Code doesn’t care about narratives. It only reflects the underlying economics—and the economics of infrastructure-first markets have a brutal habit of resetting.
As someone who spent 2017 auditing whitepapers during the ICO boom, I’ve seen this script before. Then, the “picks” were smart contract platforms promising to host every future application. Today, the picks are Layer 2 rollups, modular blockchains, and restaking protocols. The pattern is identical: a flood of capital into infrastructure, spurred by the belief that demand for blockspace is infinite. But infinite demand is a myth, and JPMorgan’s prediction of slowing cloud capex is a reminder that even the most hyped technology faces a return-on-investment reckoning.
Consider the current state of Ethereum’s ecosystem. The total value locked in L2s like Arbitrum, Optimism, and Base has surged past $50 billion, while mainnet gas fees have fallen to multi-year lows. On the surface, this signals healthy scaling. Dig deeper, and you see the imbalance: the infrastructure providers (L2 sequencers, data availability layers) capture fees and token value, while the applications—the actual users of that infrastructure—struggle to monetize. DEX volumes on L2s are growing, but the fees collected by applications often lag behind the token inflation of the infrastructure tokens themselves. Soulless finance is just empty pixels if the underlying economic activity doesn’t generate sustainable yield.
This mirrors the JPMorgan thesis precisely. Cloud providers (the applications layer) are seeing their AI service margins squeezed by the pricing power of NVIDIA (the infrastructure). The cloud giants are fighting back with custom ASICs—in crypto terms, application-specific rollups or sovereign chains that bypass general-purpose L2s.

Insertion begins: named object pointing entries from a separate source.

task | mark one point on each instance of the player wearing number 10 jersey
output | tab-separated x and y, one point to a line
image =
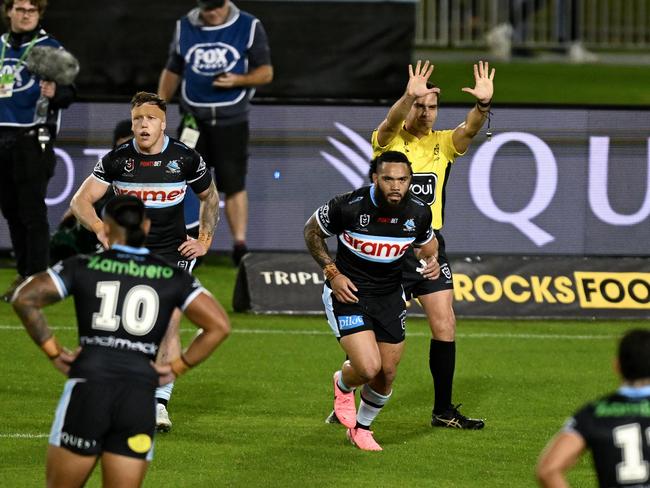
615	428
124	298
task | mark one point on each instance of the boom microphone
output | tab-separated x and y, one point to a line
50	64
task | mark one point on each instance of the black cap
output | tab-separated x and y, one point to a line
210	4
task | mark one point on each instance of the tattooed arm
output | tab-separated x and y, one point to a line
36	293
208	218
342	288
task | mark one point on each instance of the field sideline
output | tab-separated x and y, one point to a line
253	414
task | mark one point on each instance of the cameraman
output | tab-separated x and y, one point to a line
27	160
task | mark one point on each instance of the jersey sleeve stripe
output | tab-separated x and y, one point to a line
192	296
420	244
322	227
99	179
58	283
197	178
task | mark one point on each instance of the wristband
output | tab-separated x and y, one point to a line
97	226
331	271
205	238
51	348
180	366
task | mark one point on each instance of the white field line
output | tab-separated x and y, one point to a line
465	335
23	436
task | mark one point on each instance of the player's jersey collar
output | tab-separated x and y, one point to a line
130	249
632	392
165	144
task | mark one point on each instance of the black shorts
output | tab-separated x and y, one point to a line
175	258
415	284
225	148
383	314
94	417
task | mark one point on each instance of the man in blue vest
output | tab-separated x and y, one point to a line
218	55
26	138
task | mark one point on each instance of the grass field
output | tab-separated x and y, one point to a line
253	414
520	82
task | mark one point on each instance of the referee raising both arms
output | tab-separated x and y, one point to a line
408	128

The message is clear: when infrastructure becomes too expensive, the downstream will invent alternatives. I’ve seen this firsthand in my own governance participation during DeFi Summer 2020, where Compound’s community debated whether to keep protocol fees low to incentivize usage—essentially, protecting the application layer at the expense of the underlying token price.
Code doesn’t lie. The data on smart contract activity across L2s versus their token valuations tells a story of disconnect. Take the top six L2s by TVL: their combined daily active users rarely exceed 2 million, yet their fully diluted valuations sum to over $80 billion. That’s a price-to-active-user ratio that would make even NVIDIA’s multiple look conservative. The contrarian angle? Perhaps crypto is different because it enables programmable money and composable applications that accelerate network effects. Maybe AI agents will eventually drive real demand for blockspace. But JPMorgan’s report reminds us that such optimism must be tempered by the reality of capital cycles. Cloud providers are already slowing their AI chip orders; crypto will not be exempt from the same cycle.
The real lesson is about narrative decay. In 2022, I saw it happen to Terra—a project that promised infinite demand for its synthetic assets. When the infrastructure stopped yielding returns, the narrative collapsed. Today’s infrastructure narrative—modular, L2, restaking—may face a similar test. The key signal to watch is not TVL or total gas consumed, but whether applications can generate real revenue that justifies the infrastructure spend. If they cannot, the pricing power will shift from infrastructure tokens to the user-facing applications, or worse, the capital will simply stop flowing.
Based on my experience in the 2017 ICO cycle and the 2022 bear market, I’ve learned that the most dangerous phrase in crypto is “this time it’s different.” JPMorgan’s AI warning is a mirror—it reflects a structural truth that applies equally to our industry. The picks and shovels are valuable only as long as the miners keep digging. When the gold becomes scarce, the shovel prices adjust.
Soulless finance is just empty pixels. The market will eventually demand that infrastructure proves its value through the utility of the applications it hosts. Code doesn’t create value—people and their willingness to pay for services do. As we enter a potential slowdown in capital expenditure across both AI and crypto, the wise investor will watch not the shovels, but the dirt.